The dwarf-made clock in Hawke’s study was exquisitely crafted, the gold filigree scene of a Proving depicted on its face impressive, but its hands moved irritatingly slow. At frequent intervals, the Champion would arrest her pacing to check its progress, only to find little more than a minute had passed since she’d last looked.
Dinner (five courses) was waiting in gleaming silver platters that Hawke had been slapping Sandal’s grubby fingers away from all afternoon. After much debate, she had settled on wearing the finery she’d purchased in Orlais; white lace and darkest blue suede. And trousers. She was so much more comfortable in trousers.
Outside the window the snow was being swirled into careless drifts that lounged, sluggish, against doorways and on windowsills. Hawke was just leaning close enough to fog the glass with her breath when her attention snapped to the sound of the cellar door creaking open. Not moving from her occupation with the view, she tensed, refusing to abandon her post until straining ears discerned how many pairs of feet had just come into the estate.
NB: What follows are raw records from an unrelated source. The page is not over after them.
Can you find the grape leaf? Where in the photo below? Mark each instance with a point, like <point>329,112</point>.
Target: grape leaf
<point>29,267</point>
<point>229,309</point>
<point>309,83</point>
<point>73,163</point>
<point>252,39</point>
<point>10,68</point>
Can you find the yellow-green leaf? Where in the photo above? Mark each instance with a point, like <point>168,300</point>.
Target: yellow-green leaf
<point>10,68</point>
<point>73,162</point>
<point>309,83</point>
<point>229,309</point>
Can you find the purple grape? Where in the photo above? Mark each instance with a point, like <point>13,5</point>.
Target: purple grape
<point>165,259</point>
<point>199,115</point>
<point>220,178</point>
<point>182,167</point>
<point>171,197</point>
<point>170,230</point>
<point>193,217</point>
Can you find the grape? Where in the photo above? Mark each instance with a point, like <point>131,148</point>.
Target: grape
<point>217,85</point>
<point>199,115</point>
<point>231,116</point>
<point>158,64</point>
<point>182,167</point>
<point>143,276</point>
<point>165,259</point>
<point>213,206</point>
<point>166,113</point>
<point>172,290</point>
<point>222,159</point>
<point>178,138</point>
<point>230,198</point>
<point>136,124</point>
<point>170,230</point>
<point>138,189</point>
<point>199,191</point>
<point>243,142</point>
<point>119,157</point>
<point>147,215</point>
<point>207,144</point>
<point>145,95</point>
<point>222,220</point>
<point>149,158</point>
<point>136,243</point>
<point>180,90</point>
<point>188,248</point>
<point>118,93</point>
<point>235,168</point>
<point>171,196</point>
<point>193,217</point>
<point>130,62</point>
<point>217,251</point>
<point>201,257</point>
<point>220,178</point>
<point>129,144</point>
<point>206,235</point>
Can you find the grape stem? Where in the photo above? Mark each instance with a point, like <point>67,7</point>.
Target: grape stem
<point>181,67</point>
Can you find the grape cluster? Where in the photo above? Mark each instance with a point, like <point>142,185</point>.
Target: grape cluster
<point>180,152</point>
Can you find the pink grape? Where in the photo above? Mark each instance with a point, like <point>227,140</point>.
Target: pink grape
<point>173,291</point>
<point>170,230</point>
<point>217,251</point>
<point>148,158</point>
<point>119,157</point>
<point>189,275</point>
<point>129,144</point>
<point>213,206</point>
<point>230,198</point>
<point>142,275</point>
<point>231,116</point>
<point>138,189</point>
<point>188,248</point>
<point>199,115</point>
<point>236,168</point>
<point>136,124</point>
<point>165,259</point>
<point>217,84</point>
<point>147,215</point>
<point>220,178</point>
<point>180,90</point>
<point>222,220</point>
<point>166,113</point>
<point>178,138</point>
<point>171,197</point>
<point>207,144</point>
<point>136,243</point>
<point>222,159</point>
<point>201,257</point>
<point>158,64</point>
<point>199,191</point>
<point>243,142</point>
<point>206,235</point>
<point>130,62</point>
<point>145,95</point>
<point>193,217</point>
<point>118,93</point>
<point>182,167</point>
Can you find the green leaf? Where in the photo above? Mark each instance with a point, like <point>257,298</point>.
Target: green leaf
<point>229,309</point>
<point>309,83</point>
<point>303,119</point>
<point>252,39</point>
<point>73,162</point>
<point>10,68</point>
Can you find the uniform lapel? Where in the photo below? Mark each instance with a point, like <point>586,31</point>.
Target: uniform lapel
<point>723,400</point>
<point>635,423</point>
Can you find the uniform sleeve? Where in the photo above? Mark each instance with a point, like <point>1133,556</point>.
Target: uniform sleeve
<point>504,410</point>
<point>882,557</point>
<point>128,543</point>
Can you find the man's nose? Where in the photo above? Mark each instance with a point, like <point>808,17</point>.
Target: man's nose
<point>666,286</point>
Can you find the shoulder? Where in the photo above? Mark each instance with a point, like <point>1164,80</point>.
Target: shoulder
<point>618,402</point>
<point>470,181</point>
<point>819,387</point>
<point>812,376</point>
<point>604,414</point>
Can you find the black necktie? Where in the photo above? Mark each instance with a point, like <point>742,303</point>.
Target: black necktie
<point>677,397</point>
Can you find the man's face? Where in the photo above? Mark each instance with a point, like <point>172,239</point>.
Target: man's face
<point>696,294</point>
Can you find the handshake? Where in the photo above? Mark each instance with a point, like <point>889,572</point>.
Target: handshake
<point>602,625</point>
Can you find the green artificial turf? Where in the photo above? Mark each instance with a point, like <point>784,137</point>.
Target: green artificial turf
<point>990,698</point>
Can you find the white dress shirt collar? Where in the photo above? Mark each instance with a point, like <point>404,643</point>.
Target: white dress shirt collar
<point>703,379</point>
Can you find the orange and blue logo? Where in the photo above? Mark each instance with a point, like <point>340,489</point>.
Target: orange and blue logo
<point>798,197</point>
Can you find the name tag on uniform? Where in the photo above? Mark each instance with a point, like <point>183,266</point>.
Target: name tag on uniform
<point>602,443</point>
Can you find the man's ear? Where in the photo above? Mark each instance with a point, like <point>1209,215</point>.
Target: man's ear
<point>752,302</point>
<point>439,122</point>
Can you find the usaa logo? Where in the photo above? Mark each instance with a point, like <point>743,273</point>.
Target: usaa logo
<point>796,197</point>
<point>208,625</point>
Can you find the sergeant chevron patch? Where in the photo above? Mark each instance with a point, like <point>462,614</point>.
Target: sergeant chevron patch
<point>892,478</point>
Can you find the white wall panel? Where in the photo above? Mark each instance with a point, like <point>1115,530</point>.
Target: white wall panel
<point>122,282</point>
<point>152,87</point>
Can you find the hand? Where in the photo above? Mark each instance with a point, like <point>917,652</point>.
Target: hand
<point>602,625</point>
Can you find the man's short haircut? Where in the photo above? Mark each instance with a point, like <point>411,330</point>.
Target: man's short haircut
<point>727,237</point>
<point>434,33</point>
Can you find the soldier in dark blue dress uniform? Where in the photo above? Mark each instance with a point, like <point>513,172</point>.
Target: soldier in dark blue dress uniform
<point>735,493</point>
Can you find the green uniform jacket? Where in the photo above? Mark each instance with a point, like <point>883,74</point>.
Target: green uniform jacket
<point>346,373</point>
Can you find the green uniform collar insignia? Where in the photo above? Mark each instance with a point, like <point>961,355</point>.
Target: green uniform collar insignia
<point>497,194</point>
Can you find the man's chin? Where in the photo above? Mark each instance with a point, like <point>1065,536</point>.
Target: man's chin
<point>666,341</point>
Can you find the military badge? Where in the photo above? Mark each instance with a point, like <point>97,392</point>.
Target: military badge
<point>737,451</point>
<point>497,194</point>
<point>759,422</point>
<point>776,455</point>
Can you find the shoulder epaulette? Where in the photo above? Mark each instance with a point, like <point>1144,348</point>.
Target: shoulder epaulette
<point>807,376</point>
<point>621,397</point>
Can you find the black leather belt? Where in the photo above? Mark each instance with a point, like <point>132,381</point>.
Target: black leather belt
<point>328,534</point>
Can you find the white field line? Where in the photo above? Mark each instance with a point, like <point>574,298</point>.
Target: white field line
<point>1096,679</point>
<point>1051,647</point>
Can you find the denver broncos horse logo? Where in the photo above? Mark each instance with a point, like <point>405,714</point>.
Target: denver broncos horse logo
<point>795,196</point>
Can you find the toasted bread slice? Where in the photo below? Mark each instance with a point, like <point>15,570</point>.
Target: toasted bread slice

“Orana! Fetch the bath stones from the fire!”
With a final glance at her misting reflection, Hawke smoothed an invisible wrinkle from her jerkin and closed her lips over her teeth in an effort not to grin too hugely. It was just Anders, after all, and the odds he wouldn’t be smiling were usually sky high.
“Welcome back,” she casually greeted, helping Bodahn out of his coat as he came into the hall, bobbing his head in thanks.
“Hope my boy hasn’t been too much trouble while I was gone,” he said, passing Hawke his wool cap.
“Not since I tied him up,” she replied with a flashing smile. Joking. Possibly. Folding Bodahn’s coat over one forearm, her gaze shifted to Anders and she held out a free hand for his overcoat. It would have been important to mother she act the proper host. “Top of the stairs. Third door,” she said, meeting the unease in his eyes with the impishness of hers. “You may want to lock it.”